С одной стороны, многие колонии бывшей Российской империи остались составными частями Российской Федерации. С другой стороны, российская экономика, большую часть которой составляет экспорт природных ресурсов, по своему типу является колониальной. И с еще одной стороны, значительную часть рабочей силы российских городов составляют граждане бывших советских колоний. Еще раз, мы привыкли называть все это иначе: например, Таджикистан назывался не колонией, а социалистической республикой. Выбирайте сами, какое название вам кажется адекватнее.
Кто у нас кого колонизировал?
Вот это и правда ключевой вопрос. Англия когда-то колонизировала Шотландию и Северную Америку, Московское государство колонизировало Поволжье и Сибирь. Но Америка давно освободилась от заморского владычества (это называется деколонизацией), а Сибирь осталась в составе РФ, как и Шотландия в составе Великобритании. Идут столетия, люди привыкают к новой власти, и это прекрасно.

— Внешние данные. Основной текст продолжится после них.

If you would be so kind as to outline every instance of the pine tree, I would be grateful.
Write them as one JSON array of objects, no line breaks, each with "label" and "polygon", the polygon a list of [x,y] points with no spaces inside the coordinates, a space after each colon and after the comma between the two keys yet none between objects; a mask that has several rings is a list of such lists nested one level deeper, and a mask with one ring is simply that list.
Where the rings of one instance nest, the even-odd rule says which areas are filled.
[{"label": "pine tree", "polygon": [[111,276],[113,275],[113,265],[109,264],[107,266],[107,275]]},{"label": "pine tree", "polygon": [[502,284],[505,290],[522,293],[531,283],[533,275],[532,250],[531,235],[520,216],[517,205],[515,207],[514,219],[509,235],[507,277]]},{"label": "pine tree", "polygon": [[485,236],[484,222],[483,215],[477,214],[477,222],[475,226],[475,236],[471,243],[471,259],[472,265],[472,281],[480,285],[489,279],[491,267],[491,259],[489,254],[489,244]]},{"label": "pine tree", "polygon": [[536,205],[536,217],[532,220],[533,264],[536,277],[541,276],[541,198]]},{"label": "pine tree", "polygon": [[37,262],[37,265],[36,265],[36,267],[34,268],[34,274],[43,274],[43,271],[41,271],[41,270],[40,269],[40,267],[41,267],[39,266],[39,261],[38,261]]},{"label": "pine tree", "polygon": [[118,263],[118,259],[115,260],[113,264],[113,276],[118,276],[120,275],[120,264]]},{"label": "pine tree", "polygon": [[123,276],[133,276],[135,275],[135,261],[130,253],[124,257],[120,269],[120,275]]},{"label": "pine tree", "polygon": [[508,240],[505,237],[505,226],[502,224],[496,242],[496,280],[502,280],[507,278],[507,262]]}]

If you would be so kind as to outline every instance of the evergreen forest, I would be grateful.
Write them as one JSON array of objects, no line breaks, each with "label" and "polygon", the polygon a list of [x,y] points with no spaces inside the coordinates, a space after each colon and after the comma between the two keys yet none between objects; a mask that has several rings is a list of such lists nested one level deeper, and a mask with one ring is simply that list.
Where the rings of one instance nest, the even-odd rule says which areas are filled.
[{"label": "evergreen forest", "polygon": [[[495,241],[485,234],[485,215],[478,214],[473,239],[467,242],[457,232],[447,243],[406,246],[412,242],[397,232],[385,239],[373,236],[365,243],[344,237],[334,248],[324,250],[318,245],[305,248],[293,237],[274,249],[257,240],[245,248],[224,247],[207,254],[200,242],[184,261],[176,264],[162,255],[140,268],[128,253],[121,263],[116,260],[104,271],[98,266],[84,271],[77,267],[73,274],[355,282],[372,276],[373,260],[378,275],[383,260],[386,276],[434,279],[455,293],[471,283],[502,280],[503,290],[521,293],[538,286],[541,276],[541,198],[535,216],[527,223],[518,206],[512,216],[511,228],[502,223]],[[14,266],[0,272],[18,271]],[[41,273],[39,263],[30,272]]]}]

Но бывает, что они начинают вспоминать о своих корнях и, например, объявлять референдумы. Обычно это происходит, когда и в бывшей колонии, и в нынешней метрополии дела идут не очень хорошо. Если демократические пути закрыты, люди проявляют разного рода нетерпение. Вспомните из школьного курса истории, сколько раз поляки восставали против российского господства. Восставали и калмыки, и чукчи, и многие другие, но было это давно, многих из тех народов уже и вовсе нет на свете. Но в делах исторической памяти вы никогда не знаете, что вдруг станет важнейшим из воспоминаний.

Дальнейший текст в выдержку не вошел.